Snow began to fall, drifting down like feathers. She lifted her head, gazing across to a corner shadowed by trees. “Once I thought I loved; but that love seems now a dream, and it is the dreams that seem real. A second time I loved…” Her eyes fell again to the stone at her feet, and her voice became softer still, so that even a nearby listener would have strained to hear. “If I know nothing else, that I know was no dream.”

No dream. Her words seemed to echo in the lonely valley. No dream?

Sharia turned from the graves. Slowly she walked away, walked back to the Tower.

The snow continued to fall.


And that brings us to the end of The Paths Of If. There will be no more sequels. In this world or another, the Sharia and Davian story has reached its natural end, and I have no intention of ruining it by dragging it out further.

This story presents one possible way for the Last Battle to go.
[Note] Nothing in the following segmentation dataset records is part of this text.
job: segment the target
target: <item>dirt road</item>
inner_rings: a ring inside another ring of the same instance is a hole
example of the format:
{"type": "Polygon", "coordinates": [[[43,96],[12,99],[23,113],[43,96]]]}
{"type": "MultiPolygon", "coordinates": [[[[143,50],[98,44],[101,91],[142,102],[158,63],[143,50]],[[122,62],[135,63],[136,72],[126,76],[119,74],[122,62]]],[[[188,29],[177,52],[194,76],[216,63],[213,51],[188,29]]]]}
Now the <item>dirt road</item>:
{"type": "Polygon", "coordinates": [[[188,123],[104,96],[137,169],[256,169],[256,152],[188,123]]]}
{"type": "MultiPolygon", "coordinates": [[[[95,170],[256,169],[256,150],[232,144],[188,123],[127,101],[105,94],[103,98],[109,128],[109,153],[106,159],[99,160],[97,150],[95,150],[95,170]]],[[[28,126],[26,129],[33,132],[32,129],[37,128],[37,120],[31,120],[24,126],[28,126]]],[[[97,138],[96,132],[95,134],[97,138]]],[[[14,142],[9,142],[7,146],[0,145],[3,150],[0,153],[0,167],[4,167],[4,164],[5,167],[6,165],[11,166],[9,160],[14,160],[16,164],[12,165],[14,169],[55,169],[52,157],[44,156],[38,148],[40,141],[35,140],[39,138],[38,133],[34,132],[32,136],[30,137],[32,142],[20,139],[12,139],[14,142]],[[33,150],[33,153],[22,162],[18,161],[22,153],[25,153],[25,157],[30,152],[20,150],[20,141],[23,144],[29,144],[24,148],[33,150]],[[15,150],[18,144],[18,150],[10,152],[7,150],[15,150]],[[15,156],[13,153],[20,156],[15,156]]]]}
Let me hasten to say it is not the way I think Jordan will write it. For one, I'm sure Rand will have a whole lot more suffering to go through, including possible temporary death, than Davian did; Jordan's a better writer than me and he can afford to do that. Plus, he has a lot more space to write in. But I wanted a happy ending - in that world at least - and remembering when spring came to Tarwin's Gap after Rand fought Ishamael there, I thought there couldn't be a better symbol of new life than flowers blooming at Shayol Ghul.

And for those of you who wanted a happy ending in this world - sorry. That was never my intention. Even if I could twist the plot into one, it would spoil the whole story.

You may be wondering about several questions the story leaves hanging. Like, what happened to the Shadow's armies when the Dark One was imprisoned? Is the world set for a new Age of Legends? Even now, can Davian and Sharia get away with making their relationship public? Is Sharia really Ilyena reborn or was Lews Therin deluding himself?

Only the Creator knows. And she's not telling!